Les succès, les triomphes obtenus, mon père, avec une sorte de tendresse jalouse, m'arrachait à mes admirateurs. Cette faculté de dire, chez un si jeune enfant était à ce point extraordinaire que des médecins sont venus dans notre appartement  pour me surprendre dans ma vie enfantine, ne pouvant croire aux affirmations de mon père  qui soutenait que j'étais normal et que mes "concerts" achevés, je jouais comme un gosse ordinaire et avec la fougue habituelle aux enfants de mon âge et avec les objets les plus simples.

Ces fuites m'enchantaient. Je savais que nous allions enfouir notre existence dans un beau paysage  au creux d'une maison perdue dans la verdure. Je savais que je jouissais d'une liberté absolue, mon père détestant la marche, que j'adorais. (...)

Cette solitude, ce contact avec des réalités qu'il fallait ou vaincre, ou surmonter m'ont , de bonne heure, rendu l'exercice du courage à peu près familier.
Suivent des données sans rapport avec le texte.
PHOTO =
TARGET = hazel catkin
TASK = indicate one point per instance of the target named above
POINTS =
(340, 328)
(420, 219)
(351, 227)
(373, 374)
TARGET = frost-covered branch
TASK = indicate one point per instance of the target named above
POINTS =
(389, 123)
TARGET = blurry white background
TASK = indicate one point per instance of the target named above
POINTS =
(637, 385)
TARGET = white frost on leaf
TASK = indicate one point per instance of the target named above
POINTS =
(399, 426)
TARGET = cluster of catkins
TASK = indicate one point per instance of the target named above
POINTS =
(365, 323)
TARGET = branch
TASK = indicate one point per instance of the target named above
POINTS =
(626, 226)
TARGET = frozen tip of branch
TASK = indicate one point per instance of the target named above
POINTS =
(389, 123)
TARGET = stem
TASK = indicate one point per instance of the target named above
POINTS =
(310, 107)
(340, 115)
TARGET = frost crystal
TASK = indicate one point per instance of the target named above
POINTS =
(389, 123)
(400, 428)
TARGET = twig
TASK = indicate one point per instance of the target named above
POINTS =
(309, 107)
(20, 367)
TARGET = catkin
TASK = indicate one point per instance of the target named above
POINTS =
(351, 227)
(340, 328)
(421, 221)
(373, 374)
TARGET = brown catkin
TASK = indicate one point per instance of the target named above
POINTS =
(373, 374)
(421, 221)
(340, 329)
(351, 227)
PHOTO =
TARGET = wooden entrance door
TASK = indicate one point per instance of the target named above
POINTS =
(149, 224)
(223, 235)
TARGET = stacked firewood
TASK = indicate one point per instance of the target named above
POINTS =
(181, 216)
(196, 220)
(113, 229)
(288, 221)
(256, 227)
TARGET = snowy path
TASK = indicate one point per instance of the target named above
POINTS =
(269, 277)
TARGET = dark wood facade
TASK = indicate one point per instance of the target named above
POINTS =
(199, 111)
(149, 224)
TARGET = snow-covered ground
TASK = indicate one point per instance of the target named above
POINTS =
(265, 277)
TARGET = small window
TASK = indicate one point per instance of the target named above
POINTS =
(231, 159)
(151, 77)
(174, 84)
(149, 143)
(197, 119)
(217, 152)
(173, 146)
Tout n'était pas aisé dans l'existence quelque peu fantaisiste  qui m'était faite par l'insouciance de mes parents. Notre position alternait de manière assez constante, entre le luxe et la misère. Emporté par l'imprévoyance de son tempérament, et puissamment secondé par la légèreté de nature de ma mère, l'être le plus vain et le plus frivole que j'aie jamais rencontré ! mon père, dès qu'il se trouvait en possession d'une somme d'argent, dissipait ce bien avec un facilité incroyable. Tout à coup nous nous trouvions pourvus d'une demeure  presque fastueuse, et du personnel que son entretien supposait . Mon père qui avait la passion des chevaux, achetait un pur sang, une voiture , des harnais; prenait un cocher  auquel il faisait faire , selon le goût du temps, une tenue: redingote grise, chapeau haute forme de même teinte, gants.... cette splendeur durait six mois. Puis notre prospérité, comme un ciel de Bretagne, trop claire dès le matin, se bouchait progressivement; les créanciers changeaient d'allure et de ton; de fournisseurs obséquieux, ils devenaient des revendicateurs insolents; le coeur serré, j'écoutais les altercations que notre impécuniosité faisait surgir et je devinais que mon père ne tarderait pas à me faire part de ses graves soucis.

J'étais le confident des heures tristes. Lorsqu'une réussite, quelconque amenait dans la maison un afflux monétaire, au moins momentané; ma mère jouait le rôle des grandes coquettes. Puis quand ces dissipations avaient produit leur effet, j'étais assuré de voir mon père partager quelque unes de mes promenades et me parler d'un air mélancolique . Je devenais l'ami auquel on peut ouvrir son coeur. Nous nous aimions passionnément ; aussi lorsque les difficultés économiques avaient eu pour effet de dissiper le fastueux train de vie, si imprudemment adopté, mon influence redevenue entière, entrainait mon père vers la solitude quelconque où nous enfouissions nos vie. Tout était vendu, jusqu'aux robes, aux bijoux maternels, nous vivions d'espoir, d'ambitions fabuleuses: j'assurais mon père , que l'âge venu, je serais son soutien; en attendant j'avais 16 ans et la vie à entreprendre.